Every day is a blast for Sgt. Michael Meilstrup of the Cleveland Heights Police Bomb Squad. Now, with help from the Cuyahoga Land Bank, Meilstrup and his crew found a one-day only training site to practice their hazardous work—and one day last month, Land Bank staff got to watch their suspenseful maneuvers firsthand.
“They demonstrated different explosive materials, so we could see which made the biggest explosions,” says Cheryl Stephens, Director of Acquisition, Disposition and Development for the Cuyahoga Land Bank, which worked with the Cleveland Heights Housing Department to provide the space for the squad. “That’s their expertise.

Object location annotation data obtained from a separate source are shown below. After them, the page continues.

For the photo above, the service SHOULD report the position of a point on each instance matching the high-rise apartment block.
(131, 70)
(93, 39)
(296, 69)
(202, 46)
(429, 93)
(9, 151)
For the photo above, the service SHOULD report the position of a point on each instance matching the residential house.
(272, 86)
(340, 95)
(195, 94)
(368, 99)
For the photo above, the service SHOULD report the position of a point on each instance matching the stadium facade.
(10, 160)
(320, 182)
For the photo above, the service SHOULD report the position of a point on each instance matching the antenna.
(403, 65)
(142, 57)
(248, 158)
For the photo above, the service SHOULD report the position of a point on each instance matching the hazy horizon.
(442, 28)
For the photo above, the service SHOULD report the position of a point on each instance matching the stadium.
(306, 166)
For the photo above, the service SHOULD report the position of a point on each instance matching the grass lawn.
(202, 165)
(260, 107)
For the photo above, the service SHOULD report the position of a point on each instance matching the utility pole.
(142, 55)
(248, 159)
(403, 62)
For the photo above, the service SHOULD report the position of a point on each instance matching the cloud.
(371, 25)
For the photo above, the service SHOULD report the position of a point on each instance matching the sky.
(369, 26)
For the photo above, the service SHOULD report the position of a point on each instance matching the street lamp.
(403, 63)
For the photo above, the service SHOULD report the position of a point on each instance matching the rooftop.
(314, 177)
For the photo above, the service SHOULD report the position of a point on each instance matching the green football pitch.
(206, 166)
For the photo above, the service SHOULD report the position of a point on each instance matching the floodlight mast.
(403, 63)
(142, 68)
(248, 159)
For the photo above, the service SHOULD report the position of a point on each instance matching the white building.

It was thrilling to watch it up close!”
The Bomb Squad had been looking for a one-day training site with specific features. It had to be surrounded by plenty of land, Meilstrup says, “because we use disruptors—devices that disarm bombs—that carry a lot of force. There could be shrapnel in a bomb, and we don’t want citizens around.”
This made the new training site at 2920 Noble Road perfect for the squad’s drills. A former Pick-n-Pay store, the building measures 20,000 square feet, large enough for setting off explosives, “in the sort of environment where a bomb scare might actually take place,” Meilstrup says. It sits on two acres of land, so neighbors were never in any danger, or troubled by the loud explosions.
The Bomb Squad showed Cuyahoga Land Bank staff the power of bomb disrupting equipment.
Meilstrup concedes that he and his crew have fun destroying things for practice. “No doubt about it—when would we have the opportunity to set a place on fire otherwise?”
But, he adds, the training is critical for both their safety and the community’s. At least 16 hours each month are mandated, “and we try to do more. We have to be fluent in what we’re doing—if we aren’t, there’s a possibility we will lose.
“The last thing we want to do is forget a step, or handle a situation more routinely. We always need to know our capabilities.”